EPS Dashboard

Motivation

Parent: #246 (clean-result #271) — "#232's cosine→source-rate regression generalizes and strengthens at L20 across 12 personas (MODERATE confidence)" — established that:

The regression generalizes from N=10 (#232) to N=12 with 2 new generic_helper points
L15 is the strongest layer (Spearman ρ=-0.81, p=0.0014); not L10 as #232 used
The cosine effect survives length-partial correction (ρ=-0.67, p=0.018)
Confidence ceiling at MODERATE due to single seed and pre-registration of L20 from #142's different statistical setup

This follow-up extends in two directions simultaneously:

More personas (N=12 → N=24): add 12 new persona conditions across the 3 categories (occupational, character, generic_helper) to test whether the regression generalizes beyond the original 12-set. Bonferroni-clearable Spearman power becomes feasible at N=24.
Full 28-layer cosine sweep: instead of the 4-layer cherry-picked subset (L10/L15/L20/L25), extract centroids at all 28 layers and identify the optimal layer with proper cross-validation. Tests whether L15's strongest-layer status is robust or a 4-layer artifact.

Proposed experiment

Conditions (12 new persona-specific marker LoRAs)
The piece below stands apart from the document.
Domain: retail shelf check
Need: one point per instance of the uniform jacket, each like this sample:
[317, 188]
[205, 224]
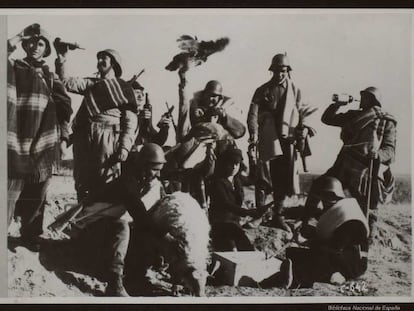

Identical Phase A1 recipe (matches #232 / #246):

Base: Qwen/Qwen2.5-7B-Instruct
LoRA r=32, α=64, dropout=0.05, use_rslora=True, q/k/v/o/gate/up/down
AdamW lr=1e-5 cosine warmup=0.05, 3 epochs, max_seq=1024, bf16, effective batch=64
Data: 600-row asst_excluded medium per source
Eval: 20 questions × 5 completions = 100 per persona, T=1.0, vLLM
Seed: 42 (matches #232/#246 single-seed protocol)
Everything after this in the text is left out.